Brexit and Eskom trip up trade for Famous Brands


Fears of a hard or a no-deal Brexit have already spread beyond Britain’s borders in the shape of a Commonwealth cold, knocking the results of South Africa fast foods franchiser Famous Brands.

Speaking ahead of its results announcement, the successful multi-national enterprise primed shareholders for bad news on the back of what it termed adverse trading conditions in the UK.

Competition and cautious consumer spending in a market that’s holding its breath as Prime Minister Theresa May appears to be at sixes and sevens over a separation agreement with the EU, have all contributed to Famous Brands’ underperformance abroad.
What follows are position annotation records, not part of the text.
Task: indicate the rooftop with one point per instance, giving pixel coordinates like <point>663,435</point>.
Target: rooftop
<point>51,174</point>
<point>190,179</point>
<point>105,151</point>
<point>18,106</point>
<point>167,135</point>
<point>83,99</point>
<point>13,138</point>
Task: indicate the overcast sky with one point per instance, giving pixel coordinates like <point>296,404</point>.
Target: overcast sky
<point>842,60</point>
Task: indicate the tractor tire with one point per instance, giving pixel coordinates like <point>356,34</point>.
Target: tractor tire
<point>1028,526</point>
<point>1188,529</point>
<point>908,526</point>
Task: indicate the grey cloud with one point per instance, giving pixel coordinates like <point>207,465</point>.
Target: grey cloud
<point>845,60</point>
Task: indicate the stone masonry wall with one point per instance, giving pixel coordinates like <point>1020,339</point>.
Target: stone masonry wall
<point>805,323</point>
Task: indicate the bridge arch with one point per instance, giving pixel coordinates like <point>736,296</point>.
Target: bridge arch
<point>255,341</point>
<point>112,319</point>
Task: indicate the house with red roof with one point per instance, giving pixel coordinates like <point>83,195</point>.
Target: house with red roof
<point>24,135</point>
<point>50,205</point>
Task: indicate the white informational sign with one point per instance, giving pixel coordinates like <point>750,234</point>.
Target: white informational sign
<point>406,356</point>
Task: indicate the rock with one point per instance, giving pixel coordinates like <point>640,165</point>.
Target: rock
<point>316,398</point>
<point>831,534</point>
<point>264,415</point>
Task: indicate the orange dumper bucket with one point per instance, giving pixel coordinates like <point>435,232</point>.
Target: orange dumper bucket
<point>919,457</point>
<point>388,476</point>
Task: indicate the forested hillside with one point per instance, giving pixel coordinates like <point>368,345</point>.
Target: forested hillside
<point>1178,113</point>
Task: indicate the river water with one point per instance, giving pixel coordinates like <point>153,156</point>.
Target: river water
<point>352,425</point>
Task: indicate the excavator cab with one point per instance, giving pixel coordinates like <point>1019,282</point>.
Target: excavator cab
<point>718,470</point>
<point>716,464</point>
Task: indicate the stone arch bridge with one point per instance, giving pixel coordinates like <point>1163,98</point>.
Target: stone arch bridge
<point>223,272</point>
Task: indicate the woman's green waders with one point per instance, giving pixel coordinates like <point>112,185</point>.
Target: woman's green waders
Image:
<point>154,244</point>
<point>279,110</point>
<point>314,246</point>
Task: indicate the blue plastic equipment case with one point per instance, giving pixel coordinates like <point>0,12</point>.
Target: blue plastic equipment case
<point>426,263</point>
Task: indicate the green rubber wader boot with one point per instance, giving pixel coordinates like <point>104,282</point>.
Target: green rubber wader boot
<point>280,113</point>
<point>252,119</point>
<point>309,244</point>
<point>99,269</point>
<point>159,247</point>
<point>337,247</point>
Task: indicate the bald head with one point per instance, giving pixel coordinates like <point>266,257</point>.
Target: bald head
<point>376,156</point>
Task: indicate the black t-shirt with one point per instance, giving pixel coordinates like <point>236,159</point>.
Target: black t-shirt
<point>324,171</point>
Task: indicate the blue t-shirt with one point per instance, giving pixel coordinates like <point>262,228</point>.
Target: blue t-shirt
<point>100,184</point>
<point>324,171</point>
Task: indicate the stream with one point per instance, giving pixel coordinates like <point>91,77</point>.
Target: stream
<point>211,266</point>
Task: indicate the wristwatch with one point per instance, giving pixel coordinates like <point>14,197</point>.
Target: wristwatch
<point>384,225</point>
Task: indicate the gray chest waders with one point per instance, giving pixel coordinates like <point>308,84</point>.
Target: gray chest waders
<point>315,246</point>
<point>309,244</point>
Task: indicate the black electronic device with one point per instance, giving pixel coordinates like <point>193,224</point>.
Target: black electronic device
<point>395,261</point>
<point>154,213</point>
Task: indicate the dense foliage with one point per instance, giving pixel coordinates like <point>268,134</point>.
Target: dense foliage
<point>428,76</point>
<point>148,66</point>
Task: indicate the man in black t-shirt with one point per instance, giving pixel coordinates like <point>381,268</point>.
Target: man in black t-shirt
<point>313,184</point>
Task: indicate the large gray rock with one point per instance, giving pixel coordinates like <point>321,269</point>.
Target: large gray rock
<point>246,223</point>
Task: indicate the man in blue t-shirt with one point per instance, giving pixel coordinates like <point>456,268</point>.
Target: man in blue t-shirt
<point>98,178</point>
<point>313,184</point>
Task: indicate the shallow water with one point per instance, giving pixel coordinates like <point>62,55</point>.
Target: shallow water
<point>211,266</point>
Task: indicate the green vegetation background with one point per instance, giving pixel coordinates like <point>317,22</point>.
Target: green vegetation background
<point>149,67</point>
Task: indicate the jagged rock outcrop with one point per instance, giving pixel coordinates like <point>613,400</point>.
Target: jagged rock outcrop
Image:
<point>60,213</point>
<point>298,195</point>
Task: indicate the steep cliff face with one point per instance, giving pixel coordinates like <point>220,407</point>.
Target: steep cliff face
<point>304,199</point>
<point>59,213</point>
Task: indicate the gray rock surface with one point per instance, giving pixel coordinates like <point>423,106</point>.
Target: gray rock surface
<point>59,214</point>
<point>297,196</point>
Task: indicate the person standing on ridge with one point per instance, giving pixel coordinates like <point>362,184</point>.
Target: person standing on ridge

Primary among reasons for its poor showing in the UK is Gourmet Burger, the UK franchise it acquired in 2016, ironically the same year British voters came out in favour of splitting from the common market.

Last year CEO Darren Hele said the company’s performance in the UK was entirely dependent on Brexit and now, as the UK’s self-selected moment of truth is at hand, Famous Brands is on the verge of reporting an operating loss of ₤2.6 million (R49.02m).

One of the contributors to the company’s struggles in the UK is the hardship it has experienced in securing better rental agreements, made worse by diminishing margins as consumers apply intensified discretionary spending ahead of Brexit and competitors further erode profits.

At home the company has also hardly fared better, recording losses of R874 million before tax.

Thankfully East Africa’s taste for Wimpy, Steers and Debonairs, all of them part of the Famous Brands group, have swelled the company’s earnings.

It nevertheless affected Famous Brands’ position on the bourse, cleaving 1.77% off its share price, representing a dip of 12% so far this year.

Most of it, said Hele, because of Brexit and Eskom’s failure to keep the home fires burning.